You know what, I think I'm just extra stressed right now becuase I have a very sick cat and am expecting a very bad diagnosis and maybe I'm getting panicky about everything else. I just emailed him and told him what is going on and he expressed that he was sorry and said to let him know if there is anything he can do.
Disregard this thread.
I agree with Sheri.
First, I will not disregard your concerns!
I'm sorry to hear about your cat! I know that would stress me out, too. I hope you get better news than you are expecting.
And as for the guy, I'm with Shy...I'd be pretty much ok with a guy contacting me that often and wouldn't assume that he wasn't that interested (I read your post to say that he wouldn't contact you, period). But everyone's different...you need to decide if you can be ok with it, because if you've mentioned it to him and he's not doing anything different, he's basically saying this is how he is, take it or leave it.
Sheri
Thanks, Shy. I think I am again over thinking things because I'm already upset about my kitten (serious kidney situation, stil waiting for lab results). I then noticed I hadn't heard from him in 3 days (and after another great evening together) and got a little salty.
I do like a lot of communication and talk to my closest peeps daily, so in comparison, it makes him seem less interested. But on further review he did contact me last Sat. night, only 2 days after out last date and invited me to his cookout Tuesday, where he held me and flirted with me in front of all his friends (who are already calling me his girl) so once again, I need to stop freaking out and just chill and have fun.

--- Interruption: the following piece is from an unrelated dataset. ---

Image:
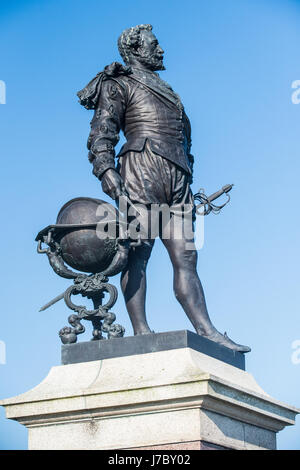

You know I have to have this pep talk with myself every single week?
I think you have to have the repeated pep talk because your self-esteem is coming from other people.
I believe in the original post it was said that this guy was insecure, well if that is true I think I have insight into what is going on since I am expert at insecurities of men lol.
I have not called girls simply because I dont want to seem to eager and I also believe that if they wanted to talk to me they'd call me, so if they arent calling me they must not want to talk, so I dont call. If I was wrong about him being an insecure guy then disregard that.